Abstract

Background: Whilst the 99th percentile is the recommended diagnostic threshold for myocardial infarction (MI), some guidelines also advocate the use of higher troponin thresholds to rule-in MI at presentation. It is unclear whether the magnitude or change in troponin concentration can differentiate causes of myocardial injury and infarction in practice. Hypothesis: Troponin concentration alone cannot to distinguish subtypes of myocardial infarction Methods: In a secondary analysis of a multi-centre randomized controlled trial, we identified 46,092 consecutive patients presenting with suspected acute coronary syndrome without STEMI. High-sensitivity troponin I concentrations at presentation and on serial testing were evaluated. The positive predictive value (PPV) and specificity were determined at the sex-specific 99th percentile upper reference limit (URL), and rule-in thresholds of 64 ng/L and 5-fold of the URL for a diagnosis of type 1 MI. Results: Troponin concentrations were similar at presentation in type 1 (median [IQR] 91 [30-493] ng/L) and type 2 MI (50 [22-147] ng/L), and in acute (50 [26-134] ng/L) and chronic (51 [31-130] ng/L) myocardial injury (Figure A). The 99th percentile and rule-in thresholds of 64 ng/L and 5-fold URL gave a PPV of 57% (95% confidence interval [CI] 56-58%), 59% (58-61%) and 62% (60-64%), and a specificity of 96% (96-96%), 96% (96-96%) and 98% (97-98%), respectively (Figure B).

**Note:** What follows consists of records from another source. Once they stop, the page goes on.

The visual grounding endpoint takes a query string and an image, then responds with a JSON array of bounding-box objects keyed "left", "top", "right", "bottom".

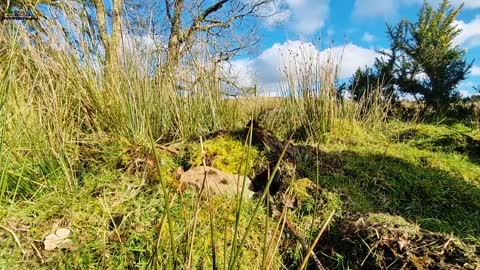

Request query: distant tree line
[{"left": 340, "top": 0, "right": 473, "bottom": 112}]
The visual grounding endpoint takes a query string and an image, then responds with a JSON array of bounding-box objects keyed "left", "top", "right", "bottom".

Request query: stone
[{"left": 180, "top": 166, "right": 254, "bottom": 198}]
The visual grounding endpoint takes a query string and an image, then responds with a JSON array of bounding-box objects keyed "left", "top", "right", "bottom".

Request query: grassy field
[{"left": 0, "top": 27, "right": 480, "bottom": 269}]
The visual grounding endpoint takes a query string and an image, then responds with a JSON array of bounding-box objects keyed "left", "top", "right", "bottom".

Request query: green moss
[{"left": 189, "top": 135, "right": 261, "bottom": 174}]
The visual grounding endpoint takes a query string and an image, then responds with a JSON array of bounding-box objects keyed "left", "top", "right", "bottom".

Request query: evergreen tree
[{"left": 348, "top": 0, "right": 473, "bottom": 111}]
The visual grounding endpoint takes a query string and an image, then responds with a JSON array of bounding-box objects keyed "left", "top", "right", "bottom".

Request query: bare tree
[{"left": 163, "top": 0, "right": 281, "bottom": 72}]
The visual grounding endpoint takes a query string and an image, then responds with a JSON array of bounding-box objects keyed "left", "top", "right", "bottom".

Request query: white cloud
[
  {"left": 463, "top": 0, "right": 480, "bottom": 9},
  {"left": 223, "top": 59, "right": 255, "bottom": 87},
  {"left": 470, "top": 66, "right": 480, "bottom": 76},
  {"left": 362, "top": 32, "right": 375, "bottom": 43},
  {"left": 224, "top": 40, "right": 378, "bottom": 92},
  {"left": 458, "top": 89, "right": 475, "bottom": 97},
  {"left": 267, "top": 0, "right": 330, "bottom": 35},
  {"left": 454, "top": 16, "right": 480, "bottom": 48}
]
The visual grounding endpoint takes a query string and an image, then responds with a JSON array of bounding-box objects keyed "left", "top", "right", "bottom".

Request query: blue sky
[{"left": 232, "top": 0, "right": 480, "bottom": 95}]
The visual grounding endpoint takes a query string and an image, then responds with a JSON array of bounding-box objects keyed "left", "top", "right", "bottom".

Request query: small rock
[
  {"left": 43, "top": 228, "right": 72, "bottom": 251},
  {"left": 180, "top": 166, "right": 254, "bottom": 198}
]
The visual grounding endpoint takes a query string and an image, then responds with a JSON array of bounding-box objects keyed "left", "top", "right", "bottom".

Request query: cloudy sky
[{"left": 230, "top": 0, "right": 480, "bottom": 96}]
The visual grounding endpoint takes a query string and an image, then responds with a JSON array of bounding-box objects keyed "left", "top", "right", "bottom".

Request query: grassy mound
[{"left": 318, "top": 214, "right": 480, "bottom": 270}]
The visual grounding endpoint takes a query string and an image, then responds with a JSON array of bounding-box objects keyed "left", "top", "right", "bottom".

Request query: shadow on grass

The absolute, relative and rate of change in troponin concentration was highest in patients with type 1 MI (P<0.001 for all, Figure C). Discrimination improved when troponin concentration and change in troponin were combined compared to troponin concentration at presentation alone (area under curve, 0.661 versus 0.613). Conclusions: Troponin concentrations at presentation are insufficient to distinguish type 1 MI from other causes of myocardial injury or infarction in practice and should not guide management decisions in isolation.